Mis padres tuvieron tres hijos, Gaspar, Joan y yo. Ya desde niños, los tres trabajábamos en el citado taller, ayudando en todo lo que podíamos. Mi madre, por su parte, contribuía también de manera muy meritoria al sustento de la economía familiar, esencialmente con tareas pictóricas eventuales muy sacrificadas que, por desgracia, no estaban demasiado bien remuneradas.
Nuestra casa estaba ubicada en el número 23 de la calle Ballester de Palma y el taller se encontraba en el número 25 de esa misma vía.

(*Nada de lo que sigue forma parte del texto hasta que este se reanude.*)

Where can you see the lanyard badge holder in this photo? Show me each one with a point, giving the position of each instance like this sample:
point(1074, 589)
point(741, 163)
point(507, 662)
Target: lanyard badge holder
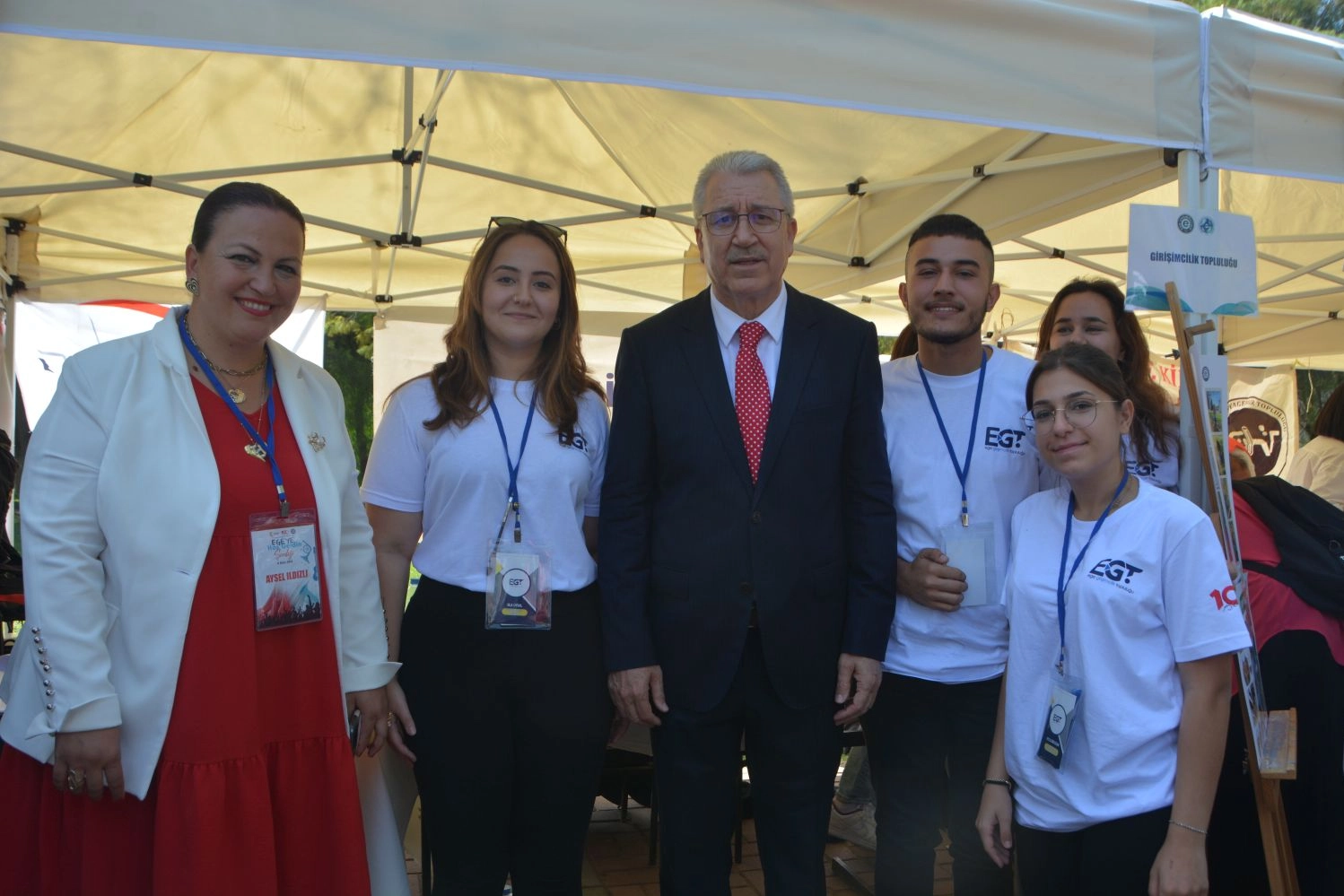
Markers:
point(518, 572)
point(969, 545)
point(1066, 692)
point(286, 587)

En aquella época, se consideraba que la calle Ballester formaba parte del Barrio Chino, una denominación que entonces sólo se utilizaba para definir la zona en donde se ubicaban los locales de alterne que había en nuestra ciudad.
Siempre me sobrecogió la explotación y la indefensión a la que estaban sometidas las mujeres que trabajaban allí, una situación y un desamparo que empeorarían todavía más a principios de los años ochenta, con la aparición de las drogas y de las mafias, y la llegada de las primeras muertes por sobredosis. En ese contexto social tan poco favorable, mis padres hicieron siempre todo lo que pudieron –y más– para cuidarnos y protegernos, y también para que los tres hermanos pudiéramos tener desde pequeños la mejor base educativa posible, que en nuestro caso conseguimos estudiando en un centro católico concertado, el Colegio San Agustín.
De niño, siempre me llevé muy bien con mi padre. Recuerdo que una de sus grandes aficiones era salir a pasear por Palma los días festivos y que a mí me gustaba acompañarle, en parte para contarle mis pequeñas teorías filosóficas y metafísicas infantiles, y en parte para que no paseara solo. Ya en la adolescencia, empezamos a distanciarnos poco a poco de manera progresiva, seguramente porque fue un momento en el que yo anduve bastante desorientado y perdido.
Por suerte, recuperamos nuestra buena relación a principios de los años ochenta, coincidiendo con el inicio de mi servicio militar, en el Ejército del Aire. Fue en enero de 1982. Yo tenía entonces dieciocho años. Unos pocos meses después y de manera inesperada, mi padre enfermó gravemente, a causa de un cáncer metastásico que le fue detectado muy tarde y que no pudo llegar a superar. Recuerdo que la mañana en que me dijeron cuál era su diagnóstico, lloré desesperadamente y sin consuelo en el exterior de la clínica en donde estaba ya ingresado.
Tras un inmenso sufrimiento físico de varios meses, mi padre murió unas horas después de que yo hubiera cumplido diecinueve años, en la madrugada del 25 de agosto de 1982. En ese instante, que no olvidaré nunca, nos encontrábamos junto a él una enfermera, mi madre y yo. Mi padre tenía sólo 50 años de edad.
Papá fue una de las mejores personas que he conocido y que conoceré nunca. Trabajador, noble, inteligente, sensible, centrado sólo en la familia y siempre dispuesto a ayudar a quien fuera, incluso cuando personal y económicamente las cosas no le iban demasiado bien. Por ello, siempre he considerado que, en general, la vida fue bastante injusta con él, aunque jamás se quejó en ese sentido, algo que para mí le hacía aún más admirable.
Muy posiblemente, aquellos lejanos atardeceres de finales de los setenta en los que él escuchaba a Rocío Dúrcal, fueron de los pocos momentos realmente felices y dichosos que hubo en su vida. Esa circunstancia me hacía querer y estimar aún más a esa gran artista, que ya de por sí me pareció siempre una persona extraordinaria.
Cuando recuerdo de nuevo ahora todos aquellos años, soy aún más consciente de todo lo bueno que heredé de mi padre, incluidos mi gusto por los paseos cotidianos, mi curiosidad casi innata por casi todo y mi cariño por la música popular, en especial por los boleros y las rancheras. Tantos años después, ahora también sé que su memoria seguirá de manera imborrable dentro de mí cada vez que, en cualquier hermoso y sereno atardecer, escuche el dulce y evocador ronroneo melancólico y nostálgico de La gata bajo la lluvia.